As is shown in Table 6, the plugging efficiency of this plugging agent is higher than 75% in reservoirs with high permeability, so that the plugging capacity of Cr3+/APP5 plugging agent will meet the field production requirements, while it maybe damage the reservior to some extent.

4.2.2. Relationship Between Injected Quantity of Cr3+/APP5 Plugging Agent and Recovery Efficiency

Methods: water flooding 90%+Cr3+/APP5 plugging agent + water flooding 98%.

When the injected PV numbers are different, Cr3+/APP5 plugging agent oil displacement experiment results are shown in Table 7.

Table 7. Relationship between injected PV of Cr3+/APP5 plugging agent and recovery efficiency.
    Experimental scheme     Recovery efficiency (%)     The added value of recovery efficiency (%)
    Early water flooding     Subsequent water flooding     Compared with Early water flooding
    Water flooding 90%+0.1PV Cr3+/APP5 plugging agent+ Water flooding 98%     43.5     56.1     12.6
    Water flooding 90%+0.2PV Cr3+/APP5 plugging agent+ Water flooding 98%     44.6     58.4     13.8
    Water flooding 90%+0.3PV Cr3+/APP5 plugging agent+ Water flooding 98%     44     60.9     16.9
    Water flooding 90%+0.4PV Cr3+/APP5 plugging agent+ Water flooding 98%     43.6     61.2     17.6

From Table 7 we can conclude that the subsequent water flooding increases along with the increase of plugging agent PV numbers, while the economic cost also rises, because the cost of Cr3+/APP5 is high. The increasing width of subsequent water flooding from 0.3 PV to 0.4 PV is less than that subsequent water flooding from 0.2 PV to 0.3 PV. Besides, injection of Cr3+/APP5 becomes more difficult with the PV numbers of plugging agent increases. It will damage formation and the equipment at the high pressure injecting process.

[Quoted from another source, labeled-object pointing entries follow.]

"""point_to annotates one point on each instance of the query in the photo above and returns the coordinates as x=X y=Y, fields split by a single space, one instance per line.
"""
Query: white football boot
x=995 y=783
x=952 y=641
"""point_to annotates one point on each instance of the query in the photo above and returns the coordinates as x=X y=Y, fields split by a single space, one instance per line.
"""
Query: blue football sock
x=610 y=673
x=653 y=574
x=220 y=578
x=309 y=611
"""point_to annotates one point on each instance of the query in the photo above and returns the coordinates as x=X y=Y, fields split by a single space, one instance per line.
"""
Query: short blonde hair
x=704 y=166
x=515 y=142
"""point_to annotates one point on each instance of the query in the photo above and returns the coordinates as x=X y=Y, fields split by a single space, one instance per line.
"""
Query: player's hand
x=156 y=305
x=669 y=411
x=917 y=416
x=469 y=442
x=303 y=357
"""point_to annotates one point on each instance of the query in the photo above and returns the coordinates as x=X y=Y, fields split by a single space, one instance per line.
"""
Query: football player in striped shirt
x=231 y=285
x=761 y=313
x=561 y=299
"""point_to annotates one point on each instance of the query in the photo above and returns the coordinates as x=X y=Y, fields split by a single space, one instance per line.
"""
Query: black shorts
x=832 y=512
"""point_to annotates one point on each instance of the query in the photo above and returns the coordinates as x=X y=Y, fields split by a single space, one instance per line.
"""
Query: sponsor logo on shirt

So we select 0.3 PV, which will render the best economic benefit.

4.2.3. Relationship Between Injected Time of Cr3+/APP5 Plugging Agent and Recovery Efficiency

Methods: water flooding+0.3PV Cr3+/APP5 plugging agent + water flooding 98%.

Choose different degree of water drive recovery efficiency, inject 0.3 PV Cr3+/APP5 plugging agent, which is selected from Table 7. Oil displacement experiment results are shown in Table 8.

Table 8. Relationship between injected time of Cr3+/APP5 plugging agent and recovery efficiency.
Experimental scheme Recovery efficiency (%) The added value of recovery efficiency (%)
Early
water flooding
Subsequent water flooding Compared with early water flooding
Water flooding 65%+0.3PV Cr3+/APP5 plugging agent+ Water flooding 98% 36.2 64.2 28
Water flooding 75%+0.3PV Cr3+/APP5 plugging agent+ Water flooding 98% 40.8 63.4 22.6
Water flooding 85%+0.3PV Cr3+/APP5 plugging agent+ Water flooding 98% 43.3 59.3 16
Water flooding 95%+0.3PV Cr3+/APP5 plugging agent+ Water flooding 98% 45.3 56.6 11.3

From Table 8 we can conclude that the subsequent water flooding increases with the plugging agent injecting earlier, while the early water flooding reduces. At the same time, the economic cost rises. The reducing width of subsequent water flooding from early water flooding 65% to 75% is less than the early water flooding from 75% to 85%. So we select early water flooding 75%, which will render the best economic benefit.

CONCLUSION

·Due to the reservoir specific conditions of high temperature and high salinity, single polymer will be effected by the formation mineral, biological chemical and thermal oxygen degradation. It will lead to severe loss of polymer solution viscosity, failing meeting the theory requirement.

·Cr3+ can combine with the hydroxy of polymer, form ol bridge, and turn into gel solution. Under the action of retarder, the plugging agent can form a network structure with high stability in a high temperature condition. From the plugging agent stability experiment, Cr3+/APP5 plugging agent is able to meet the specific conditions of the reservoir.

·Through laboratory physical simulation experiment, we identify that injected slug size of Cr3+/APP5 plugging agent is 0.3 PV. When the early water flooding is 75%, it will provide the best economic benefit.

CONFLICT OF INTEREST

The authors confirm that this article content has no conflict of interest.

ACKNOWLEDGEMENTS

This work is supported by National Science and Technology Major Project of China (No.2011ZX05052) and Northeast Petroleum University Innovation Foundation For Postgraduate (JSCX2016-007NEPU).